I have to admit, I have never been one to be a super feminist activist. Growing up, all I wanted was to get married, have some children and live happily ever after. I never gave much thought to what I would do for a living. Oh, I had dreams that I would dwell on from time to time, the biggest one of them being to become a writer.

Now, seeing that the world of literary authors expands almost as quickly as the breaths we take thanks to independent publishing, I knew it would be hard to make it as an author and be able to pay my bills regularly. So what career would give me the satisfaction of obtaining a lifelong dream while I was still chasing my goals? Enter journalism, and boy have I had a wild ride from time to time in my chosen profession.

In fact, the further I through myself into the work force, and the more I juggle the hats of worker, mother, wife and anything else life throws my way, the more I find myself leaning more and more towards women’s rights and the equality issues women face in the workforce.

I have been told time and again from various males in my life to work harder, achieve, keep pushing, and my favorite – “if I can do it you can do it.”

But here is the deal, I recently stumbled across an article in the Wall Street Journal (thanks to my father) that just about proves a term a former boss of mine used to describe women in the workforce, “pink collar workers.”

At the time I heard it I couldn’t have been more appalled.

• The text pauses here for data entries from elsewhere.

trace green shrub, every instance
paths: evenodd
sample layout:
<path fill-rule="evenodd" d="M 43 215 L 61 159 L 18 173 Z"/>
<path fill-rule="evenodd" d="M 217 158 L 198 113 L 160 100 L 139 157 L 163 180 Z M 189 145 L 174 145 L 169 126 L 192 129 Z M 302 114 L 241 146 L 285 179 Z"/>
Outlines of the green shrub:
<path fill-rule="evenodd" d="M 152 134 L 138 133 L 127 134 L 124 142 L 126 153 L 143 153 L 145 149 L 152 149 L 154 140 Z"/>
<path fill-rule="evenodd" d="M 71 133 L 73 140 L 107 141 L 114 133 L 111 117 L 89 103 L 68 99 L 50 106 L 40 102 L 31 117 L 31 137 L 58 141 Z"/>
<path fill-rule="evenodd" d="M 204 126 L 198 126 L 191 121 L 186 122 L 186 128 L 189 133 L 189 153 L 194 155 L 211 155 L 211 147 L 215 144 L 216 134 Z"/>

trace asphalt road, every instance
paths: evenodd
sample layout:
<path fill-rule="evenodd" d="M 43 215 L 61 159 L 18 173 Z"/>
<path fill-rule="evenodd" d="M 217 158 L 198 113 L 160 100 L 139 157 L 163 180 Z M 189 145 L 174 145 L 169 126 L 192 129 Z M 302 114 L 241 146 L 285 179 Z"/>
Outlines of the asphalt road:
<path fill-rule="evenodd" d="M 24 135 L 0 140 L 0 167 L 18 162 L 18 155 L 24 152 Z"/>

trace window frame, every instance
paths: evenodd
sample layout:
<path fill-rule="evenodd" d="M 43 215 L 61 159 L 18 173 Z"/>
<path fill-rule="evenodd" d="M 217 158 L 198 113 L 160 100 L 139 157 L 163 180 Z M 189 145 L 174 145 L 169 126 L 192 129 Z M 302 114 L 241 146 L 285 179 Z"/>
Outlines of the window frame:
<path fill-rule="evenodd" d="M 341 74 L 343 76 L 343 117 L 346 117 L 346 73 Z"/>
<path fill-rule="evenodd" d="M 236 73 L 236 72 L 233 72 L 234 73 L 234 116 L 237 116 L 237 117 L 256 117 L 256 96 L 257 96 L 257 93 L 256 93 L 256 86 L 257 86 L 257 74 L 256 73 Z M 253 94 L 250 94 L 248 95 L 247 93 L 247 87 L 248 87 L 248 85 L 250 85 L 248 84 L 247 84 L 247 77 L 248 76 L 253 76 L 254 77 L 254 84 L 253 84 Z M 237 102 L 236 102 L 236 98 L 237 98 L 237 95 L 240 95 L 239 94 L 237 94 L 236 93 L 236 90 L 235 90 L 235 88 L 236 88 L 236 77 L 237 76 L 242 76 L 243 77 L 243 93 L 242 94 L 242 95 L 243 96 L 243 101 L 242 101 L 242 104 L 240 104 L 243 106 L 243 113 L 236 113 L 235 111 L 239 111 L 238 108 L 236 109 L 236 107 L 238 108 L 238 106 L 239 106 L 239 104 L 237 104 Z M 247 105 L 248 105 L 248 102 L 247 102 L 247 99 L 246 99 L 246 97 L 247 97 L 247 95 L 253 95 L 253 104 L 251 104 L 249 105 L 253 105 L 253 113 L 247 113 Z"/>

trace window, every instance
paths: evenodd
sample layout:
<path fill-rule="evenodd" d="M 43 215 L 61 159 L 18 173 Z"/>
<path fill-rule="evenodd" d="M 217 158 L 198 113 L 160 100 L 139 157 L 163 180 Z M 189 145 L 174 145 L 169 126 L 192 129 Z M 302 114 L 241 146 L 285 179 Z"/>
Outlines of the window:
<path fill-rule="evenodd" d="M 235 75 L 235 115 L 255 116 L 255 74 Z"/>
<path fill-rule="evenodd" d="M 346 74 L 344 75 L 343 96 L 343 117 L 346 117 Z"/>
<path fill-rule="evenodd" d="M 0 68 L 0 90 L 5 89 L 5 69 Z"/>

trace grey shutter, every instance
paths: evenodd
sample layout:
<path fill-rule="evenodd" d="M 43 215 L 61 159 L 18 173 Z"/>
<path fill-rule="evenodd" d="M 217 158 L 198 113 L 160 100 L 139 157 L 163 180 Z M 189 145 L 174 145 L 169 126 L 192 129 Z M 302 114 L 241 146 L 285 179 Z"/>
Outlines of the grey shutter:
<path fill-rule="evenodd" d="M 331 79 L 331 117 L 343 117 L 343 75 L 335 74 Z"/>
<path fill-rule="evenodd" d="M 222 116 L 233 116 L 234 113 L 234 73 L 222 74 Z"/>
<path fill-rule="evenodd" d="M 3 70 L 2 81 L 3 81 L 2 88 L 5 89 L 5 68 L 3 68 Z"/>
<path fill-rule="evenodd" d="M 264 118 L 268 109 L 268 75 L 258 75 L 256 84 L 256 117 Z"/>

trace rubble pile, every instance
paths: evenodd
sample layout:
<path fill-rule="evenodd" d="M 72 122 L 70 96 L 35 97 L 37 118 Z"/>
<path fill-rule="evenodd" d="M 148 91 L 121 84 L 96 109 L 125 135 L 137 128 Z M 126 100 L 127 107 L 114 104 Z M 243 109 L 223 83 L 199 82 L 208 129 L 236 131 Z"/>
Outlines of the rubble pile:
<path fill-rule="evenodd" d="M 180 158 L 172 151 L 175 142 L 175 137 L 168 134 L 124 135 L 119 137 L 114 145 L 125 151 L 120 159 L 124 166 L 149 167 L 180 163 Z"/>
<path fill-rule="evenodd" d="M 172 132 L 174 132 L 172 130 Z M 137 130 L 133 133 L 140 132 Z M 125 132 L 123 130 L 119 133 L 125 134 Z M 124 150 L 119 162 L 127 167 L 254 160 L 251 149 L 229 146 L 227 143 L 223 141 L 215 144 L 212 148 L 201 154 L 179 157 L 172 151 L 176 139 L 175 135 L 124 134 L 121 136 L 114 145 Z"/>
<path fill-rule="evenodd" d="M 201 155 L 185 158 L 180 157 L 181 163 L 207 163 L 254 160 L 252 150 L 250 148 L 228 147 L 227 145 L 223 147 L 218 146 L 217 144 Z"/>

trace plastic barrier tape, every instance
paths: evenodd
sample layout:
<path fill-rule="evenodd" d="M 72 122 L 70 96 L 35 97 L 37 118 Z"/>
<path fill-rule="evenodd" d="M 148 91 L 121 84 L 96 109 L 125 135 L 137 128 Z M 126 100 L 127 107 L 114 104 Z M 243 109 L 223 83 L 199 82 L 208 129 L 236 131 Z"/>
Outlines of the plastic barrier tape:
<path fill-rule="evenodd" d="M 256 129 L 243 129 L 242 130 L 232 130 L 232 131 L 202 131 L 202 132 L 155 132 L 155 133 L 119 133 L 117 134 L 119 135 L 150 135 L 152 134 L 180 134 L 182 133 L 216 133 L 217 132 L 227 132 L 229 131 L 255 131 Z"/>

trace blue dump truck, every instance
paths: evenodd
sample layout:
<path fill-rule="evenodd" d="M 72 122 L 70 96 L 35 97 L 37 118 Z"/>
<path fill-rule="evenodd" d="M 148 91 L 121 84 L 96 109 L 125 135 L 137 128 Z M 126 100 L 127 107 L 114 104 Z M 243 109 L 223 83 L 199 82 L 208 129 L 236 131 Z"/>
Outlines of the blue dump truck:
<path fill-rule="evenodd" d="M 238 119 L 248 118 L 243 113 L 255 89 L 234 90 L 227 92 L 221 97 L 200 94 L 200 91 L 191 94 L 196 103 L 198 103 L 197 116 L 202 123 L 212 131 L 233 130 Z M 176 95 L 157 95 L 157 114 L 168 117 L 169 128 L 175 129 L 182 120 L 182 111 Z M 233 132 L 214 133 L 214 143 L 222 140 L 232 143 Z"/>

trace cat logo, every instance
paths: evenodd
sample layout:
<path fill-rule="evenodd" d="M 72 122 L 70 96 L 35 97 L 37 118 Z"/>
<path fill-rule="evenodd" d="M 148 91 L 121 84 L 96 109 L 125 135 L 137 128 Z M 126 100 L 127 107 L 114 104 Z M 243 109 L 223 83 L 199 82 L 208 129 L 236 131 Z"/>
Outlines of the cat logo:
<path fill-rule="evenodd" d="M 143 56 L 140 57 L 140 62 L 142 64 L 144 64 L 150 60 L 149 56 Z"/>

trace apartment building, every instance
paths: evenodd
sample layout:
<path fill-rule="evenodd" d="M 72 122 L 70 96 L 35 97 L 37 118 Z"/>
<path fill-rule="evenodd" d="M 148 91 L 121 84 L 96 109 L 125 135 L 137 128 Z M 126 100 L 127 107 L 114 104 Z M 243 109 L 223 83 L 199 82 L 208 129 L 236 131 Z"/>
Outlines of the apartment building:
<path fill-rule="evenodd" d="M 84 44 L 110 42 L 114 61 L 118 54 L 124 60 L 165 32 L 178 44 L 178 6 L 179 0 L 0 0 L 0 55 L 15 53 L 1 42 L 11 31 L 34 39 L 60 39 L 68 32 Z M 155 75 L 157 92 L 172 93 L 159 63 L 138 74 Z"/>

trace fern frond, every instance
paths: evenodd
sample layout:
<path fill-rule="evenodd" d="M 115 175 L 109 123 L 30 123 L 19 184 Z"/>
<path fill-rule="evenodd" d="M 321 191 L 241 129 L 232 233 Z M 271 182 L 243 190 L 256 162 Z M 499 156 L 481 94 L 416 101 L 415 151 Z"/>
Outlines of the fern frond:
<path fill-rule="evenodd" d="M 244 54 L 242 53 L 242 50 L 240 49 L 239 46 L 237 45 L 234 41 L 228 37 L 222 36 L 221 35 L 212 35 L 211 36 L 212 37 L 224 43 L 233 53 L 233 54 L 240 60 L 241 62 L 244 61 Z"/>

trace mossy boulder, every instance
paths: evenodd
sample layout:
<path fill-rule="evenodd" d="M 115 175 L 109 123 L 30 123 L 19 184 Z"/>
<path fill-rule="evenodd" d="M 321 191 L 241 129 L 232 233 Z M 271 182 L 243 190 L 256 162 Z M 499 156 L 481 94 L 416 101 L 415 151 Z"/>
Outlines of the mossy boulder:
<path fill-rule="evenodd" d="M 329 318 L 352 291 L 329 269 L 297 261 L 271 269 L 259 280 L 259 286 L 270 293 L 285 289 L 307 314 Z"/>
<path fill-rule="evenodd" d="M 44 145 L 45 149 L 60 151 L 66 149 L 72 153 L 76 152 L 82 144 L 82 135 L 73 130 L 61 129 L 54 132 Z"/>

But, as time goes on and I work just as hard, if not harder, than many of my male colleagues I am forced to see the truth in the term brutally used to describe us women in the world out hustling trying to make ends meet in – dare I say it – a man’s world.

To my ex bosses defense, he actually got the term off a woman in the 1980s who he used to work alongside. If I was to meet that woman today, I would give her a high five and agree with her before sadly saying I believe close to nothing has changed in the workforce since the time she uttered the phrase.

Statistics show, one million women will be left behind in entry-level positions over the next five years compared to their male counterparts who will climb the ladder. Currently, men outnumber women nearly two to one at first-level manager jobs. Even more, ¼ of women said that their gender has played a role with a missed promotion or raise compared to only 10 percent of men.

What is even more concerning, is that when polled 32 percent of human resource departments said women are judged by different standards than men. They also believed that too few qualified women are in the pipeline by 45 percent and 47 percent of human resources said women have fewer sponsors at work championing then for advancement. These statistics were polled from 68,500 employees through 329 companies.

Pink collar workers hustling to be taken as seriously as their male counterparts with comparable raises and advancements, perhaps so.
In the article, The Wall Street Journal states that evening the odds early in a women’s career would do more to achieve equality. But how many employers strive to do so? We’ve seen the statistics, maybe asking the touch questions like what employers are going to do about it would be a better step in the right direction?